So how resilient are you? A networking group had a roundtable conversation about resiliency. How do you know if you’re resilient? How do you develop and encourage resiliency in your kids? We went around and identified on a scale of 1-10 how each of us rated ourselves. Everyone confidently shared their scores, anywhere from 8-10. When it came to me, I said I would rate myself a 5. I don’t think I’m resilient. I don’t think I bounce back well. I don’t see tomorrow as “another day” when I’m going through a hard time. I forget about the things in my life that I’m grateful for. I might know that this is not the “end of my world” but I struggle to accept what I don’t like.
Everyone in the room who knows me disagreed with me. They assured me that I am resilient. They reminded me that I became a divorce coach after a terrible divorce. I help others to approach their divorce in a way that I didn’t for lack of a strategic planner of my own. So that’s why I MUST be resilient!

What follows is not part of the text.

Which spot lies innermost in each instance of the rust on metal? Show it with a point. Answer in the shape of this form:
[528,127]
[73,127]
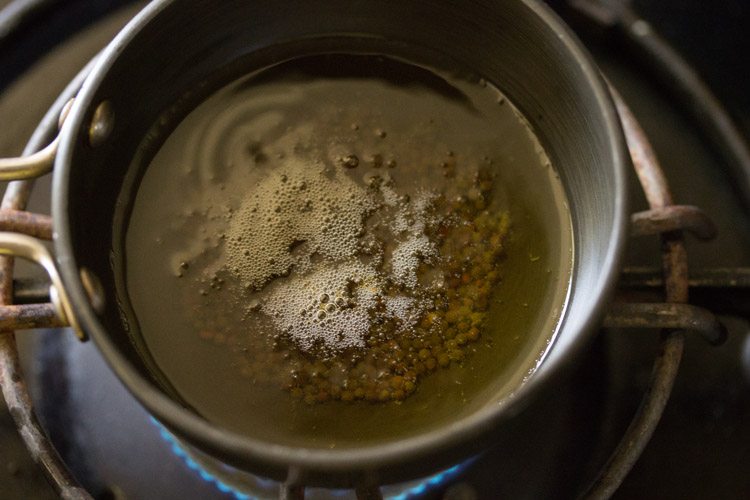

If resiliency is defined as taking a bad situation and turning it into something good, then I guess I am resilient. But I feel that people who profess to be totally resilient might also be hiding behind some of the emotions of life and especially change. There is considerable societal pressure to bounce back; encouragement to not look back, and to move on.
Sometimes the intensity of being hit by the “club” prevents you from moving on right then. Why put pressure on yourself to say “I’m fine” when in reality, you feel like shit. My vote is to embrace that shit and learn from it. Identify your role (if any) in the situation. See how you can avoid similar situations in the future. And sometimes, just commit to getting out of bed and smiling when possible that day. You don’t have to bounce back until you’re ready.
Embrace the journey, the pain, and then make a plan for tomorrow. And if you look back and decide that you are resilient, kudos to you!! Resilient means you moved on…and doesn’t everyone in time? Some quicker than others but there aren’t a lot of options either…life goes on.